How to Trade Qualcomm Stock as It Eyes $100

Keep it simple and play the trend with bull puts

Twenty years ago, Qualcomm (NASDAQ:QCOM) reached $100, the magic century mark. The tech bubble was in full swing, and internet stocks were sizzling. Then came the fall. Qualcomm stock fell some 90% and has spent the past two decades trying to reclaim its former glory.

Source: JHVEPhoto / Shutterstock.com

And it’s just about done it.

Last quarter’s earnings-inspired jump pushed QCOM stock to $94.11, bringing it a few bucks short of its long-lasting peak. But with the positive earnings growth and technicals at its back, I think a touch of $100 is in the cards this year.

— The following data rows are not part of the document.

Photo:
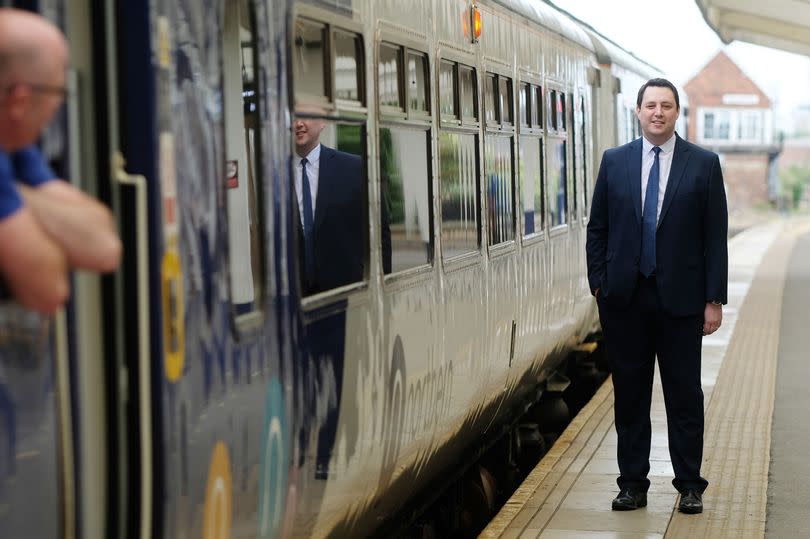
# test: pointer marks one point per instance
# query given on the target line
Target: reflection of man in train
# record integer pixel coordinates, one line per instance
(330, 191)
(46, 225)
(658, 266)
(330, 187)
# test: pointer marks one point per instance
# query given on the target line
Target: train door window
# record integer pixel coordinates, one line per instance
(332, 225)
(348, 55)
(575, 172)
(531, 162)
(447, 90)
(490, 99)
(405, 175)
(243, 175)
(498, 162)
(584, 149)
(525, 97)
(500, 201)
(458, 154)
(389, 77)
(468, 94)
(417, 83)
(557, 181)
(458, 167)
(538, 92)
(404, 139)
(530, 168)
(309, 60)
(505, 101)
(552, 110)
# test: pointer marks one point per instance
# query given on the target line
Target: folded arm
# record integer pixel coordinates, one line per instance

Let’s break down the price action from top to bottom and highlight the trends and levels that matter moving forward.

Weekly Time Frame

Source: The thinkorswim® platform from TD Ameritrade

Qualcomm has taken shareholders on a wild ride over the past five years. Drops and pops, whoops and whirls, they’ve seen it all. This past year was the year that healthy price action returned. The weekly time frame carved out a series of higher pivot highs and lows to finally give trend traders a reason to pursue QCOM stock.

With that, the 20-week, 50-week and 200-week moving averages curled higher and have been climbing ever since in support of buyers’ newfound dominance.

The stock now finds itself in a range between $80 and $94. A break of either level will signal the direction of its next swing. Because of the powerful uptrend in place, I’m betting it will be to the upside.

Daily Time Frame

Source: The thinkorswim® platform from TD Ameritrade

For more granularity, we can zoom in to the daily view. The posture of the moving averages mirrors that of the weekly with the 20-day, 50-day and 200-day all rising steadily. I particularly like how buyers stepped up to defend the 50-day each time it was tested over the past month. In the short run, a pair of topping tails have formed, showing we are encountering selling pressure near $92.50.

This is the spot that Qualcomm shares had trouble breaking through in November, so it shouldn’t be all that surprising that bears are emerging again. At this stage, you either have to wait for a better pullback toward $87.50 or play the breakout above $94 resistance. Or, you can create a cash flow play using options.

On the volume front, we haven’t seen a whiff of distribution in a month, so I don’t see any warning signs of note.

Recommended Qualcomm Options Trade

Implied volatility is creeping higher ahead of the company’s next earnings report. The elevated risk is inflating premiums and increasing the appeal of strategies like bull puts. Tack on the tech sector’s ridiculous relative strength and I think bull puts are worth a shot for QCOM.

Sell the Feb $85/$80 put spread for 90 cents.

Consider it a bet that QCOM will sit above $85 at expiration. Your max reward is $90, and the max risk is $410.